Milano Fashion Week. La bellezza post-human di Gucci
Gucci sfila alla Milano Fashion Week con la collezione autunno/inverno 2018-2019, a pochi giorni dal lancio di una campagna ambientata nel maggio francese di cinquant’anni fa. La stravaganza dei suoi modelli si trova perfettamente a proprio agio tra i contestatori e i lacrimogeni di chi cercava di fermare un movimento che ha cambiato la storia.
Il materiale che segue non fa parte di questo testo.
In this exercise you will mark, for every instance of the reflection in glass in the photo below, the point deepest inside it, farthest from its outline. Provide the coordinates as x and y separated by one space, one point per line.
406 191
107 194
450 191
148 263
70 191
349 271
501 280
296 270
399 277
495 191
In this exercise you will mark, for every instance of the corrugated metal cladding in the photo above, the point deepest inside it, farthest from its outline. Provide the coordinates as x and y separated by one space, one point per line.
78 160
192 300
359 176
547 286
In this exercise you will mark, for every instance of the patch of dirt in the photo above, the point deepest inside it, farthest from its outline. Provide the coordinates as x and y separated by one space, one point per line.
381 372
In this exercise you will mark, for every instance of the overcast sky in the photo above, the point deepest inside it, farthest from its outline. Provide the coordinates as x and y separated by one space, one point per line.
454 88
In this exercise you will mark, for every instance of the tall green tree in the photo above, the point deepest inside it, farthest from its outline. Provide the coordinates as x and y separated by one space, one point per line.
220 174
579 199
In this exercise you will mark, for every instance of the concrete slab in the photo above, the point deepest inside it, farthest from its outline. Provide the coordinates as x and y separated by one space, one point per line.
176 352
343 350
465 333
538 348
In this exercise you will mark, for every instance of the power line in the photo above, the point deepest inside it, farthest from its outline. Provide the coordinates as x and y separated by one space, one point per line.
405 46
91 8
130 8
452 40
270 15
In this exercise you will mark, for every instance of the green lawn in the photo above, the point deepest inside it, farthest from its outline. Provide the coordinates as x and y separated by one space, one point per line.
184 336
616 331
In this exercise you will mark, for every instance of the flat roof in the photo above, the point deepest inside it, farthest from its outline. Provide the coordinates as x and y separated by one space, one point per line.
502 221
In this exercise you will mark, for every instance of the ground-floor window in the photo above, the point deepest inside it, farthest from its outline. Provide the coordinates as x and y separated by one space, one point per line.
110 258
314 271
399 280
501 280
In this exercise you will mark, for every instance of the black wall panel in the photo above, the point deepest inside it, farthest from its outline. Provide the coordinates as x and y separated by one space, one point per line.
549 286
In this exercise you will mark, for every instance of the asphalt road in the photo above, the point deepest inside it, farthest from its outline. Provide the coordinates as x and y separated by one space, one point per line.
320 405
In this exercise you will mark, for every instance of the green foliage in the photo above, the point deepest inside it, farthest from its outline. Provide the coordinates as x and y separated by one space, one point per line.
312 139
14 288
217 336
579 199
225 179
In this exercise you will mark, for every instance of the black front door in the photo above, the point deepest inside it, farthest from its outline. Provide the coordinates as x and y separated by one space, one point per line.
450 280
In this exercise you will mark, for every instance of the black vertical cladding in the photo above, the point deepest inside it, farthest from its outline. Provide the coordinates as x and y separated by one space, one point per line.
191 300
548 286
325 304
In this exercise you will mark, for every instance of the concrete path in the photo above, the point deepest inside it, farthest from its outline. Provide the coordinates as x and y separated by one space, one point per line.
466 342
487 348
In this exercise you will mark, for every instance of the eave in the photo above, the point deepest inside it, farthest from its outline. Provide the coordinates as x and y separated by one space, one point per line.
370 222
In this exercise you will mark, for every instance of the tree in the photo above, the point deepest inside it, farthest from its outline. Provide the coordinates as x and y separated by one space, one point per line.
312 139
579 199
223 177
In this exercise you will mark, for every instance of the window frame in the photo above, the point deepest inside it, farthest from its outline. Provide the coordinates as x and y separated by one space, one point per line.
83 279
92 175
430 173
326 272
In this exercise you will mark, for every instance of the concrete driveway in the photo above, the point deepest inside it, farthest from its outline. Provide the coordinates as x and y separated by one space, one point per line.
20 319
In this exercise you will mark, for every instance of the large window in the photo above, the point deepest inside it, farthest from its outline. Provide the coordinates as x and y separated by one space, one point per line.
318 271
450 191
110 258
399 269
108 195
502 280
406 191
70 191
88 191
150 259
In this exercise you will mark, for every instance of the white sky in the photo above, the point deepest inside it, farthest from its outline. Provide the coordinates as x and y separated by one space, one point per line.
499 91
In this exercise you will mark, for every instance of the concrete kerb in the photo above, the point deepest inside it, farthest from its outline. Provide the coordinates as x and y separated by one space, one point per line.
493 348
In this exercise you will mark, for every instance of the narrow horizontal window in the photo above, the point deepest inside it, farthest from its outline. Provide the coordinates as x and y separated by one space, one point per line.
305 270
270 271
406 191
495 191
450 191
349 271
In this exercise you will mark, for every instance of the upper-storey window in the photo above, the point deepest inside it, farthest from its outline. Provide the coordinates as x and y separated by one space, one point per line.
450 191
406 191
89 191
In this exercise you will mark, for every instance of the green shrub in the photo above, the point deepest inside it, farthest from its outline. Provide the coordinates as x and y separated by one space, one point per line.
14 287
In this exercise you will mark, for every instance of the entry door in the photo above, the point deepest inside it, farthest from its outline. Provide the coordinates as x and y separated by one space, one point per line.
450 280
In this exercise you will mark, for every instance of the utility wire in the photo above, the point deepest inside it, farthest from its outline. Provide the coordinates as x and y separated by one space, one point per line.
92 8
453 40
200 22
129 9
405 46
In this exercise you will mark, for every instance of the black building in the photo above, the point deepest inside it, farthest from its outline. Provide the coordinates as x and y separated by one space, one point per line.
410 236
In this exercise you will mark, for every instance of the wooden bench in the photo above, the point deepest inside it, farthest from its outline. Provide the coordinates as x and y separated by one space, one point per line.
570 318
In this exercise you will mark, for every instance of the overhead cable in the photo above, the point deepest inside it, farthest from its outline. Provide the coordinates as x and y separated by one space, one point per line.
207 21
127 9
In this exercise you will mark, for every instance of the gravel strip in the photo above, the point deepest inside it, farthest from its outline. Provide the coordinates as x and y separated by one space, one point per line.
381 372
Era lecito immaginare di partecipare a un evento “rivoluzionario” quando, come invito, è stata inviata una specie di bomba. E invece Gucci era già andato oltre. Il timer/detonatore che segna ore, minuti e secondi dal momento in cui lo prendiamo in mano a quando entriamo in via Mecenate a Milano, quartier generale della maison, azzera il tempo, e così inizia lo show dentro verdi sale operatorie, pronte ad accogliere un pubblico sempre più prestigioso e internazionale: gli ospiti di quel principe che, con le sue visioni, sta stravolgendo il gusto e l’idea di bellezza, reinventando, come accadde negli Anni Sessanta e Settanta, i “modelli di consumo”.
Il superamento di se stesso è la caratteristica più evidente di Alessandro Michele, una scienza applicata che ogni volta porta l’esperimento al successo, nelle campagne come nelle sfilate. E anche nella collaborazione con gli artisti, che non conosce limiti, come in questa sfilata in cui artisti/artigiani hanno creato effetti speciali raccapriccianti e magnifici: la giovane factory italiana Makinarium, specializzata nello sviluppo di effetti speciali integrati fisici e visivi, ha trasformato i modelli in figure oniriche.
BELLEZZA INDISCIPLINATA
L’ambientazione questa volta si muove in un percorso clinico, con colori asettici e luci sparate, giuste per veder bene dove tagliare e cucire quelle forme innaturali che sfilano. Così il pubblico – tra cui spiccano Nick e Susie Cave e Maurizio Cattelan – trova posto intorno a tavoli operatori: tutti seduti come spettatori di uno spettacolo chirurgico, in attesa che chi entra e chi sfila si sdrai e si sottoponga a… qualcosa.
I modelli entrano ma girano intorno ai lettini, li ignorano, non sembrano vederli mentre si incrociano con passo sicuro, fieri della loro stranezza. Non chiedono di essere operati, e tantomeno riportati a una condizione di normalità. La loro bellezza sta proprio nel rifiuto della disciplina estetica e nello sfuggire al controllo di ogni possibile classificazione, probabilmente anche ai gruppi sanguigni riconosciuti.
Non sono solo “strani”, eccentrici e irriconoscibili come esseri umani; sono gli abitanti del pluriverso di Gucci, figure con tre occhi che camminano con il doppione della loro testa in mano, decapitati, accompagnati da serpenti e cuccioli di drago. Mostruosamente belli e rivoluzionari, espressione contemporanea dei loro antenati capelloni, delle madri androgine e femministe, sono i nipoti della cultura che ha aperto le teste degli uomini sradicando regole convenzionali. Sono le star del loro film, coperti di ricami e mantelli preziosi; portano i segni della loro cultura pop con uno stile reinventato, che sovrappone tutti i ricordi fino a mischiarli in una nuova identità.
IBRIDI COME UNICHE FORME POSSIBILI DI VITA FUTURA
La collezione si intitola Cyborg e celebra l’ibrido come ultima sfida al potere disciplinare che impone al soggetto una precisa identità: il rivoluzionario è la figura capace di superare le violenze della vita imposta dagli altri. Come recita il testo che anche stavolta accompagna la sfilata: “Il Cyborg è una creatura paradossale che tiene insieme natura e cultura, maschile e femminile, normale e alieno, psiche e materia. […] Il Cyborg Gucci è post-umano: ha occhi che compaiono sulle mani, corna da fauno, cuccioli di draghi e teste che si sdoppiano. È una creatura biologicamente indeterminata e culturalmente consapevole. Il segno ultimo ed estremo di una identità meticcia in trasformazione. Il simbolo di una possibilità emancipatoria attraverso cui possiamo decidere di diventare ciò che siamo”.
Così, ancora una volta, Alessandro Michele ci impedisce di parlare solo di sete, velluti, ricami, lane preziose, mantelli e trasparenze di abiti e di capsule che chiudono l’abito o il cappotto in un bozzolo di una creatura che, per vivere, deve uscire da se stessa. Uno stile che, come le sue creazioni, non accetta più un unico ruolo identitario, ma che si muove sempre di più su ogni espressione creativa, dimostrando quanto sia determinante il cambiamento e quanto la sua teoria trovi conferma in un successo economico fuori dall’ordinario.